Sonunda, Fransız orduları komutanı olarak, karşısına çıkan tüm İttifak ordularını yenmiş, Avrupa’yı, İngiltere, İskandinav ülkeleri, Rusya ve Habsburg’lar haricinde işgal etmiştir.

Devrimin yarattığı fırsatlardan yola çıkarak, tüm bu zaferlerden sonra, kendisini “imparator “ilan etmesi de, tarihin ironik bir cilvesidir.

Ancak, çoğu “tek adam” gibi, sonunda kendi egosuna yenik düşmüş; kendi askeri dehasının ve Fransız ordularının doğal sınırları aşmaya kalkarak, 1813 Rusya seferi ile sonunu, yine kendisi hazırlamıştır.

Rusya seferi sonunda, ordusunun büyük bir kısmını kaybederek geri çekilmiş, teslim olmuş ve Elba adasına sürgüne gönderilmiştir.

1815 yılında, son “100 günlük” bir askeri sefer daha başlatarak, 18 Haziran tarihinde, Waterloo meydan muharebesinde, İngiliz dükü Wellington karşısında yenilgiye uğradı.

Muharebe, neredeyse bütün gün, Fransız kuvvetleri ile, Wellington komutasında ki “Müttefik” kuvvetler arasında geçmiştir. Hava kararmaktayken, Napolyon’un sağ kanadına bütün gücü ile saldıran Prusya kuvvetleri muharebeyi sonuçlandıran vuruşu gerçekleştirmişlerdir.
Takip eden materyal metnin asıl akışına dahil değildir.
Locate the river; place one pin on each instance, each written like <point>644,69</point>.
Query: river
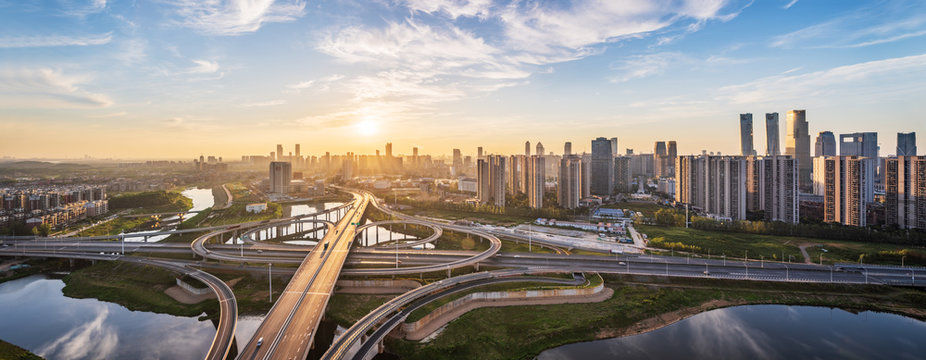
<point>38,317</point>
<point>765,332</point>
Blücher komutasında ki Prusya kuvvetleri zamanında yetişmeseydi; bir önce ki gün yağan yoğun yağmur nedeniyle, çamura bulanan toprağın en azından bir miktar kurumasını beklemek zorunda kalan Napolyon daha erken saatlerde saldırıya geçebilseydi; Wellington komutasında yer alan Alman kökenli Hannoverli, Belçikalı, Hollandalı askerler kendilerinden beklenenden daha üstün bir direniş göstermeseydiler; muharebe nasıl sonuçlanırdı?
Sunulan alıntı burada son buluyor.